The non-combat deployment in the battle against the Islamic State (Isis) had been set to finish early next year, but would now last until November 2018.
As well as a longer deployment, New Zealand would commit a small amount of troops to travel to Besmeya military base, 52km from the Taji Military Base where they are currently based.
Mr Key said New Zealand's efforts in the country had been welcomed by the Iraqi Government and the anti-Isis coalition.
"To put it simply, our people are making a difference," he told reporters at his weekly press conference.
The gains made by Iraqi and international forces needed to be consolidated. Isis remained a threat not only to the Middle East but domestically, because of its ability to motivate Islamic radicals, Mr Key said.
"The threat to New Zealand and New Zealand's [interests] remains a real one."
Defence Minister Gerry Brownlee said today: "At Besmeya our troops will ensure a smooth hand-over of the Iraqi soldiers they've been training at Taji to other coalition trainers, who will be teaching them to use heavy weapons."
New Zealand's 143 military trainers would remain "behind the wire" and there was no plan for soldiers to engage in combat missions.
Mr Brownlee said the Cabinet had also agreed to provide training to stabilisation forces, such as the Iraqi Federal Police, in addition to the Iraqi Army.

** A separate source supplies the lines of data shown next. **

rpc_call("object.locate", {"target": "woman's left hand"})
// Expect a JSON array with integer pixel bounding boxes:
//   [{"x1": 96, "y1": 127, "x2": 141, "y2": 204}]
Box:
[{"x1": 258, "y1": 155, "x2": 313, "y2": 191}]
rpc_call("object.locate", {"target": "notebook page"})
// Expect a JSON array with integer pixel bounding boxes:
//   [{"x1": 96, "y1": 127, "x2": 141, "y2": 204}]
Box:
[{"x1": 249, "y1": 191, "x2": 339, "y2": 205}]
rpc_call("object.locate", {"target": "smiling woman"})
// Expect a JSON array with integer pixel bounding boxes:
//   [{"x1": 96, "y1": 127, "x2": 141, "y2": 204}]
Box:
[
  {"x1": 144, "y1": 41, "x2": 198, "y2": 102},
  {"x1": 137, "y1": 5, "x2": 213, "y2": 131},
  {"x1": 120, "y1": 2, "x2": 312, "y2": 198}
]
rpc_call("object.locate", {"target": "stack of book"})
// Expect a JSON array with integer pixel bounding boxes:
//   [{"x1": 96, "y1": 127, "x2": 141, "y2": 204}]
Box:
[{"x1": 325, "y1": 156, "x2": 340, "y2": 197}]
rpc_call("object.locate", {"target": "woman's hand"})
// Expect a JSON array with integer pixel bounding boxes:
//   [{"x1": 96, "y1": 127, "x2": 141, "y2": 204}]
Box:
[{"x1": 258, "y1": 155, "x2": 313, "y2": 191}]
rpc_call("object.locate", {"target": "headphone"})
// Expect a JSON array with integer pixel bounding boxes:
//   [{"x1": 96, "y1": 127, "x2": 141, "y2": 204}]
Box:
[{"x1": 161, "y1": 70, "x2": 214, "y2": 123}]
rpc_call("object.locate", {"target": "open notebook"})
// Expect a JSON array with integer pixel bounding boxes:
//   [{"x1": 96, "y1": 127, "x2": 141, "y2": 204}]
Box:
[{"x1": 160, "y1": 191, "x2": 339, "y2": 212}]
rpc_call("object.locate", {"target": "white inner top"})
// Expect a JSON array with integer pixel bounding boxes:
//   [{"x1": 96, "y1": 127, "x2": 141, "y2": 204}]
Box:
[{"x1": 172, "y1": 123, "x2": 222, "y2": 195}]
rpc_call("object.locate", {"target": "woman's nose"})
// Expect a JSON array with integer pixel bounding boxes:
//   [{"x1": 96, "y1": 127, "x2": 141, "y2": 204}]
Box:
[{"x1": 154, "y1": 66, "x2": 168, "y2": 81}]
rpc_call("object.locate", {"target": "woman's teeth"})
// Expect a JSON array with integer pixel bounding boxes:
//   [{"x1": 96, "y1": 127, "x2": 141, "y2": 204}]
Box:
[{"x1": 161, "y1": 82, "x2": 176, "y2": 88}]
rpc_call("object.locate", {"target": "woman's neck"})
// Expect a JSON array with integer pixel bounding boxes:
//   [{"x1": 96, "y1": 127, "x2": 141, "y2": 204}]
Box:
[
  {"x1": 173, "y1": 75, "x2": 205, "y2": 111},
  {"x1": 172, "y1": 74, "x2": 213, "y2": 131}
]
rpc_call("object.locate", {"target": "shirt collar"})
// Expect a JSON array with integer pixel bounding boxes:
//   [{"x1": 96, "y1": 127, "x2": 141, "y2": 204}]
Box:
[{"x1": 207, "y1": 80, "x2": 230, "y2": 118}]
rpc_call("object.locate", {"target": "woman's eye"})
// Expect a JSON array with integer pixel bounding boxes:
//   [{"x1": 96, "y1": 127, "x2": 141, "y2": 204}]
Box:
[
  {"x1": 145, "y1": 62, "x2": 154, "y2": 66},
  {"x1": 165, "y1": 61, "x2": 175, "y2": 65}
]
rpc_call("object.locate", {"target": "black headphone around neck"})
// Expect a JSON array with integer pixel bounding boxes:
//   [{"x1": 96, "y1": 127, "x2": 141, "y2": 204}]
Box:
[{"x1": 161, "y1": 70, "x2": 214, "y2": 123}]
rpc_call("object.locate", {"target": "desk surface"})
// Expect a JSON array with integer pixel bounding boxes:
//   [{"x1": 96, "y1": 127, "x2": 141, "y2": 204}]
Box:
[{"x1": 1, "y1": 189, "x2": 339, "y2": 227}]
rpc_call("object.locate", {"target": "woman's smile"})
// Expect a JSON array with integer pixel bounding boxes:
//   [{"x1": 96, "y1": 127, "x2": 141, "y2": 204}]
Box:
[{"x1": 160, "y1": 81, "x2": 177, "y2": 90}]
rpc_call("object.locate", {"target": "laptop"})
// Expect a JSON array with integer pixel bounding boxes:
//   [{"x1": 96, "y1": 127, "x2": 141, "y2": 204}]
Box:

New Zealand trainers' work with Iraqi troops was having a "tangible effect" on the local forces' ability to take and hold ground from the Islamic State, Mr Brownlee said.
"So it makes sense to continue doing something that adds value to the likelihood of Iraqi peace and security in the future, and to amend our mission to meet the changing environment in Iraq."
Mr Key could not rule out a further extension to the deployment beyond November 2018, but said he did not want the New Zealand Defence Force to be in Iraq "forever".
He was "extremely reluctant" to change the mission to allow any troops to go beyond the wire.
"It's just not quite job done yet," Mr Key said.
Labour was informed of the decision this afternoon.
Defence Minister Gerry Brownlee said New Zealand "was not insulated from the sort of events we have seen in Orlando".
Mr Brownlee briefed Leader of the Opposition Andrew Little on the Government's plans this afternoon.
A spokesman for the Labour leader said Mr Little's opposition to the deployment had not changed, and he was against keeping troops in Iraq.